About FormationEval
Overview
FormationEval is a public benchmark suite for petroleum geoscience and subsurface language model evaluation. The current evaluated public benchmark is the 505 question MCQ v0.1 track (Christmas 2025), which was built to answer the original model comparison goal of the project.
The suite now also includes two imported public tracks: 1027 DISKOS-QA items and 100 SPE MCQs. Both are exposed with provenance and licensing notes, but neither is yet part of the public leaderboard or quiz flow.
72 language models have been evaluated on the MCQ track. A full rerun on the expanded suite is pending.
Current suite status
The original FormationEval OG benchmark (505 MCQ) was created Christmas 2025. FormationEval now also includes the imported DISKOS-QA (17 March 2026) and SPE MCQ (21 March 2026) tracks. The public leaderboard and quiz still reflect the evaluated 505 question MCQ v0.1 track. A full rerun on the expanded suite is pending because this is a self funded one person project and expanded suite evaluation requires materially more token spend.
If you want to collaborate, support reruns or discuss related research and engineering work, contact almaz.ermilov@gmail.com.
MCQ v0.1
Evaluated
Created Christmas 2025. 505 questions, 72 evaluated models, public leaderboard and quiz live.
DISKOS-QA v0.2
Imported
Imported 17 March 2026. 1027 QA items added to the public suite with provenance and licensing notes.
SPE MCQ v0.3
Imported
Imported 21 March 2026. 100 imported MCQs from Yohanes Nuwara with explicit provenance, figure support, and rerun pending.
Domain distribution
The table below covers the evaluated MCQ v0.1 track only. Questions are tagged with 1 to 3 domains, so percentages sum to more than 100%.
| Domain | Count | Percentage |
|---|---|---|
| Petrophysics | 272 | 53.9% |
| Petroleum Geology | 151 | 29.9% |
| Sedimentology | 98 | 19.4% |
| Geophysics | 80 | 15.8% |
| Reservoir Engineering | 43 | 8.5% |
| Drilling Engineering | 24 | 4.8% |
| Production Engineering | 14 | 2.8% |
Difficulty distribution
The difficulty labels below also cover the evaluated MCQ v0.1 track only. The imported DISKOS-QA and SPE MCQ tracks do not use the same difficulty schema as the quiz and leaderboard flow.
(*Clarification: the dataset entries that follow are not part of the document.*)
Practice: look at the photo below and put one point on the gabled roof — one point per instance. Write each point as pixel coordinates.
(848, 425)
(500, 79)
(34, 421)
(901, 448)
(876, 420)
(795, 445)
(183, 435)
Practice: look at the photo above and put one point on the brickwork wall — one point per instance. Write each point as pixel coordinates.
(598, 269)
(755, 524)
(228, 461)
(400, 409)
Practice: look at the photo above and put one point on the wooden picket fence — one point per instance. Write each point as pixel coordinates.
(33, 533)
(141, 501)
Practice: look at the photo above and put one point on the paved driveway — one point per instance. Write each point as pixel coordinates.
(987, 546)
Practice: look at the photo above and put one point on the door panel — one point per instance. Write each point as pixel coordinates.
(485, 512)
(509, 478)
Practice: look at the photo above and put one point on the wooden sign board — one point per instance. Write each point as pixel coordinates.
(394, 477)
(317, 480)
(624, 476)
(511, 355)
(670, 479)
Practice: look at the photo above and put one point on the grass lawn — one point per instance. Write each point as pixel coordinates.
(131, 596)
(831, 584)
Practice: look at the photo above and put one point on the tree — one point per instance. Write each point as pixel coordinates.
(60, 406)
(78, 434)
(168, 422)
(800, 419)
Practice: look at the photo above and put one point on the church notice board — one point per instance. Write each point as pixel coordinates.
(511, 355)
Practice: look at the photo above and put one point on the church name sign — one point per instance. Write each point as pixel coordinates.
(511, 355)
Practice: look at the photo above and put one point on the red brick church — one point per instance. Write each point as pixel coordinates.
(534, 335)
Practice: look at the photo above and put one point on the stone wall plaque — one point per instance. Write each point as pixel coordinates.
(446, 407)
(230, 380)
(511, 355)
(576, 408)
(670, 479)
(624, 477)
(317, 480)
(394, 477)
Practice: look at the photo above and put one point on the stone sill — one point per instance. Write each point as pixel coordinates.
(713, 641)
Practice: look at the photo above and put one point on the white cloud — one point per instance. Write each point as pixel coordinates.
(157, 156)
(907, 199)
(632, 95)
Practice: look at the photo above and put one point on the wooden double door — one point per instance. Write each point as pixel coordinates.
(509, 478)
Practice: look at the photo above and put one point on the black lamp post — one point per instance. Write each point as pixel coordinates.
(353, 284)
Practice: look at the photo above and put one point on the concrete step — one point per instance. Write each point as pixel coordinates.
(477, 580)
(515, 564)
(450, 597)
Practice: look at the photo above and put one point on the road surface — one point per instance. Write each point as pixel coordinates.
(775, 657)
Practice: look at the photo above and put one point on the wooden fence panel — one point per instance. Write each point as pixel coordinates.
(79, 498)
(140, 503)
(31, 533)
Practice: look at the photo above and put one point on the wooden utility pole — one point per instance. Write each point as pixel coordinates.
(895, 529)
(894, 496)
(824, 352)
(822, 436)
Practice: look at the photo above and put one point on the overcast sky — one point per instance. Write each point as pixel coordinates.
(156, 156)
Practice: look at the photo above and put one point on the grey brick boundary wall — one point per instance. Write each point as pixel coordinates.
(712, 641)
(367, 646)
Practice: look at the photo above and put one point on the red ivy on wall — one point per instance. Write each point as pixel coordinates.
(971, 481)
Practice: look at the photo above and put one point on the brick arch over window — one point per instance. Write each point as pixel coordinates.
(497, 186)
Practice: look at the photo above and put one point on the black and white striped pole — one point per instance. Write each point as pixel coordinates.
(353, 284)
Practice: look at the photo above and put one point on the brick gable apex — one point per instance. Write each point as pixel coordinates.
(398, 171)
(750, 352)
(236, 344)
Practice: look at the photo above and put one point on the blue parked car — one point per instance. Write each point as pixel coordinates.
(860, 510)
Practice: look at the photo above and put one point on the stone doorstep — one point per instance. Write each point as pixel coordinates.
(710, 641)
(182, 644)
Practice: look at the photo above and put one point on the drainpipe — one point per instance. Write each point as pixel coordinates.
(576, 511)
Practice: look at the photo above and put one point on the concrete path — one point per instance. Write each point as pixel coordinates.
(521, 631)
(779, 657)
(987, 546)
| Difficulty | Count | Percentage |
|---|---|---|
| Easy | 132 | 26.1% |
| Medium | 274 | 54.3% |
| Hard | 99 | 19.6% |
Source materials
FormationEval combines an authored MCQ track and an imported QA track. The MCQ items are concept based derivations with source references. The imported DISKOS-QA rows keep upstream provenance and are published as a separate track.
Licensing note
The evaluated FormationEval MCQ track remains under the project license and paper citation. The imported DISKOS-QA track is not relicensed as project authored content. It is redistributed with upstream attribution and a separate third-party notice. The website reflects this split and does not imply that the full suite shares one blanket license.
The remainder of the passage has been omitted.